AL-KHAFA ٣٠

326 36 3
                                    

📖📖📖📖📖


"Baik, kalau gitu kami permisi dulu iya Mbak Ihda." 

Ning Khafa sudah tidak betah berlama-lama berada di satu ruangan yang sama dengan laki-laki yang beberapa kali tertangkap basah memandangnya.

Sungguh ia risih!

Ning Khafa bukannya tak tahu alasan di balik itu. Tapi ia tak akan mencampur adukkan masalah pribadi dan bisnis. Ia tetap profesional, meskipun awalnya memang sempat syok berlebihan.

"Loh, makan dulu Mbak Khafa," cegah Ihda.
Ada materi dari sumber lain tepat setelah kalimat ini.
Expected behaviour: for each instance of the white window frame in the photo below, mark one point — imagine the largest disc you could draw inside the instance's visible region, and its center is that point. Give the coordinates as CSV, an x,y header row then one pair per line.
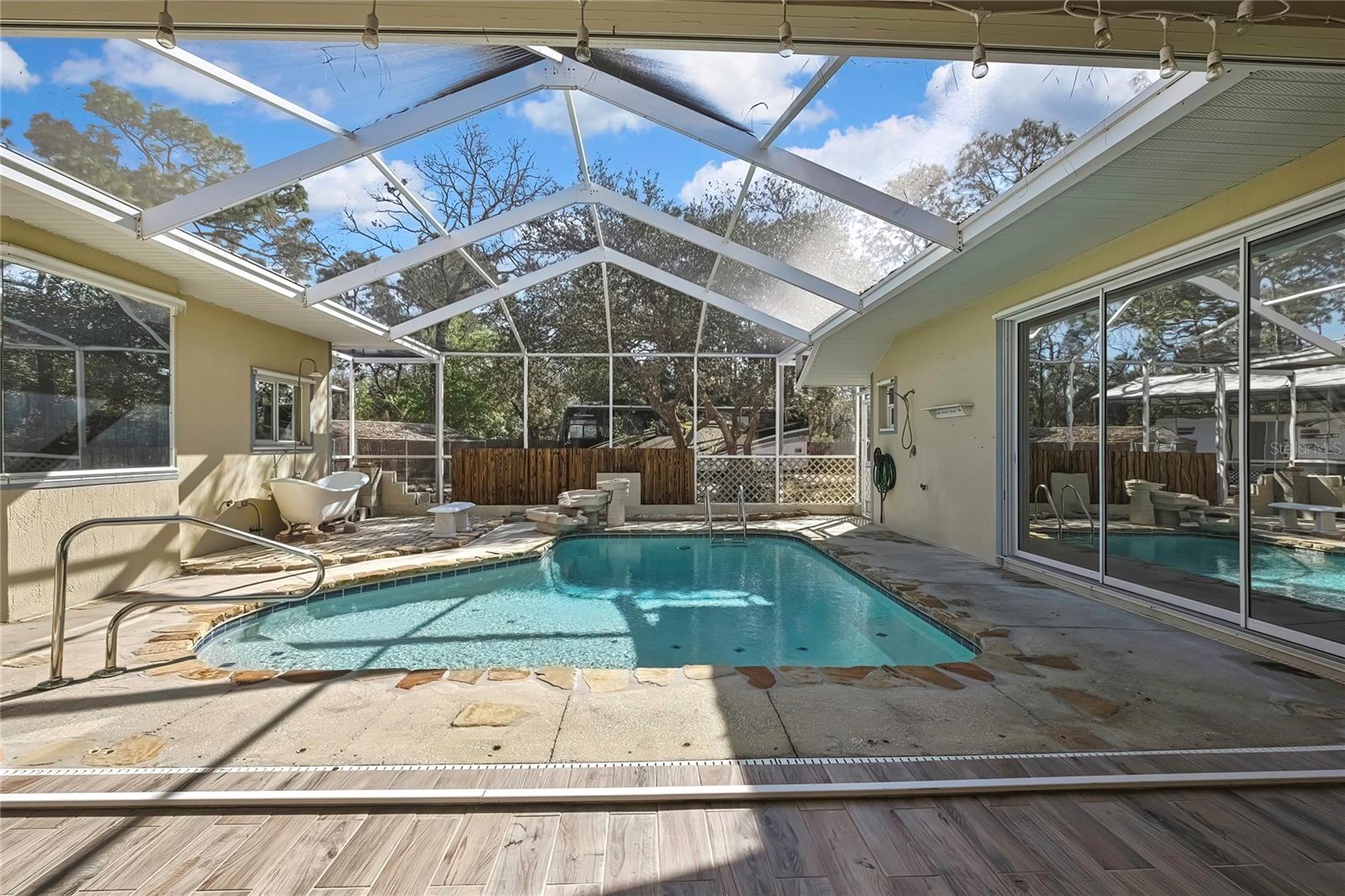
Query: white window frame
x,y
175,306
303,412
887,405
1228,239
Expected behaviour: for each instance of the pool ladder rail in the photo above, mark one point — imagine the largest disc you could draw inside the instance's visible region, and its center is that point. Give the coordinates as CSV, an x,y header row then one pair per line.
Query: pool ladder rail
x,y
111,667
1060,519
741,537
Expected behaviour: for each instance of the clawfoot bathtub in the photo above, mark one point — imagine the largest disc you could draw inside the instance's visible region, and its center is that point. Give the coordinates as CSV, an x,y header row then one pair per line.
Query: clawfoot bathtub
x,y
313,503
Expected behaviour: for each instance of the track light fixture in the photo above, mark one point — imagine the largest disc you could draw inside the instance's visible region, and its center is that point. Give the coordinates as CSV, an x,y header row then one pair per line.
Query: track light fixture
x,y
1167,55
979,67
1215,61
786,31
1102,30
1244,20
165,34
583,51
370,37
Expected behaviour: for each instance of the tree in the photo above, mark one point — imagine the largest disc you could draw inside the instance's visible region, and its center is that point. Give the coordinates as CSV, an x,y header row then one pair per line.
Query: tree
x,y
994,161
152,154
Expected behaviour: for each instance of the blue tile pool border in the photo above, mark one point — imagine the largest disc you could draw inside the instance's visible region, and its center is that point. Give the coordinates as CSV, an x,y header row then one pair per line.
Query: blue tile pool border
x,y
253,615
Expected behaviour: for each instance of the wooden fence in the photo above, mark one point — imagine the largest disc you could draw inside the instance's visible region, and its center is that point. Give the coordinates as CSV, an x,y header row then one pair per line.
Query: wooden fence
x,y
537,475
1184,472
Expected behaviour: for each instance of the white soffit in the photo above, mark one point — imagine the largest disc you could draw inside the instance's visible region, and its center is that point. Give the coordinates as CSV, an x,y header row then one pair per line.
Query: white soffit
x,y
40,197
1221,136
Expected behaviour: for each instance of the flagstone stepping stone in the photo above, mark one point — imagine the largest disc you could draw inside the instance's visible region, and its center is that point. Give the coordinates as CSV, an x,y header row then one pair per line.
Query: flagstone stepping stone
x,y
1000,662
1051,661
799,674
757,676
659,677
203,673
420,677
968,670
488,716
306,676
705,673
847,674
607,680
252,676
134,750
55,752
560,677
931,676
1086,703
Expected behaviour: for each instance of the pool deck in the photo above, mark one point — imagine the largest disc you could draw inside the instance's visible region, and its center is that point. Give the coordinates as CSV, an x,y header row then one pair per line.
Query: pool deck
x,y
1058,673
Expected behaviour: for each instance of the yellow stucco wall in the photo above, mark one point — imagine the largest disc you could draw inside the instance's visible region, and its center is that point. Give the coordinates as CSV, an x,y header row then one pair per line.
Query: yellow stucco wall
x,y
214,353
952,358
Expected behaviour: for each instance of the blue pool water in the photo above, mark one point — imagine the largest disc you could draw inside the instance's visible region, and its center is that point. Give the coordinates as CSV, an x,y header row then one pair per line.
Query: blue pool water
x,y
607,603
1301,575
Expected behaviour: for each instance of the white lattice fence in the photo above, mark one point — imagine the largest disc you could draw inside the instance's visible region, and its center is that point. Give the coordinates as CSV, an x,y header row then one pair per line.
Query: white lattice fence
x,y
817,481
724,475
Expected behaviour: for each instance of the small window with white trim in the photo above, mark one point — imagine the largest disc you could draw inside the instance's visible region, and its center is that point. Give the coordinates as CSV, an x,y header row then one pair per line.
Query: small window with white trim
x,y
887,403
282,409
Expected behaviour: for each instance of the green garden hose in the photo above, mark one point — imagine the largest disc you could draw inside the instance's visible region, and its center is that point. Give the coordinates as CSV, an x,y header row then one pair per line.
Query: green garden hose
x,y
884,477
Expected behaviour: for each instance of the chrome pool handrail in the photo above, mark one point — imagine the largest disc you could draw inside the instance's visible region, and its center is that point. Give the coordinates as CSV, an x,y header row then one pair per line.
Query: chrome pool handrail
x,y
58,598
1060,521
1083,506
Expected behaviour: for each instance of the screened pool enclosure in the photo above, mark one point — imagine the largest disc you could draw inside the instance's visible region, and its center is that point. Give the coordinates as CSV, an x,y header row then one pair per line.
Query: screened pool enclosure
x,y
544,252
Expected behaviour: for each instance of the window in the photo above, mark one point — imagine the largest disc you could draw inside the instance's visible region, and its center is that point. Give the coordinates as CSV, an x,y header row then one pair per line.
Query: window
x,y
87,376
282,410
888,405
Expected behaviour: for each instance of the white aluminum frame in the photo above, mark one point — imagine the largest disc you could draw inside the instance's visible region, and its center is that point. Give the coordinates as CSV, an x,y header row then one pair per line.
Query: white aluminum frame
x,y
1234,239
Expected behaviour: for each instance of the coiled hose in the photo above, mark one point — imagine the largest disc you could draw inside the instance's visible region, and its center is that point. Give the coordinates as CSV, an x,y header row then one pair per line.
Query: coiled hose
x,y
884,477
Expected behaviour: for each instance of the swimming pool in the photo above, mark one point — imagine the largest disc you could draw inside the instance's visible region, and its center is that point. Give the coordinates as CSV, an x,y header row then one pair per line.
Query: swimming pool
x,y
607,603
1313,577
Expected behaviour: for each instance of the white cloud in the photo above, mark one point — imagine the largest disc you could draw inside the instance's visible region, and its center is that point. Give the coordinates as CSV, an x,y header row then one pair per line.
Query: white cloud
x,y
958,108
125,65
15,73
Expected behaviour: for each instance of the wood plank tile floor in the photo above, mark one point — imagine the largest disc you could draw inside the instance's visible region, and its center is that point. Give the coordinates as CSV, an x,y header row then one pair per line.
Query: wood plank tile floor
x,y
1232,841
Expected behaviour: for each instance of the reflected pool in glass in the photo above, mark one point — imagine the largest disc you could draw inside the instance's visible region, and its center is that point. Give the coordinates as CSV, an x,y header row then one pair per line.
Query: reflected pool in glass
x,y
609,603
Ning Khafa tersenyum hangat. "Terimakasih Mbak Ihda, tapi kami ada urusan lain. Wassalamualaikum."

Sebenarnya itu hanya alibinya saja. Beruntung timnya memakluminya.

Keluar dari ruangan itu, seketika napasnya lega.

Namun ada hal yang membuatnya kesal dengan sendirinya. Ia menjadi pihak yang lebih dulu tahu sesuatu di banding dengan orang lain.

Itu yang tidak ia suka. Di ombang-ambing dalam perasaan dilema. Ingin hati memberi tahu, tapi khawatir merusak semuanya. Kalaupun tidak pun juga tidak tega.

Lantas ia harus bagaimana?

Huft! Merepotkan.

Mengingat itu, rahangnya mengeras serta giginya bergemeletuk. Kebohongan dan penghianatan, adalah dua hal yang paling membuatnya mudah tersulut emosi.

Astaghfirullah! 

Berkali-kali ia menenangkan diri, mengucap istighfar.

Tiba di kantor, Ning Khafa segera menuju ke unitnya. Meletakkan tas sembarang setelah menemukan ponsel.

Sepanjang menunggu panggilannya di terima, ia sibuk mondar-mandir. Sambungan pertama tidak terjawab, begitupun dengan panggilan kedua dan ketiga. "Neng endi seh arek iki! " dengusnya meletakkan ponsel sembarang.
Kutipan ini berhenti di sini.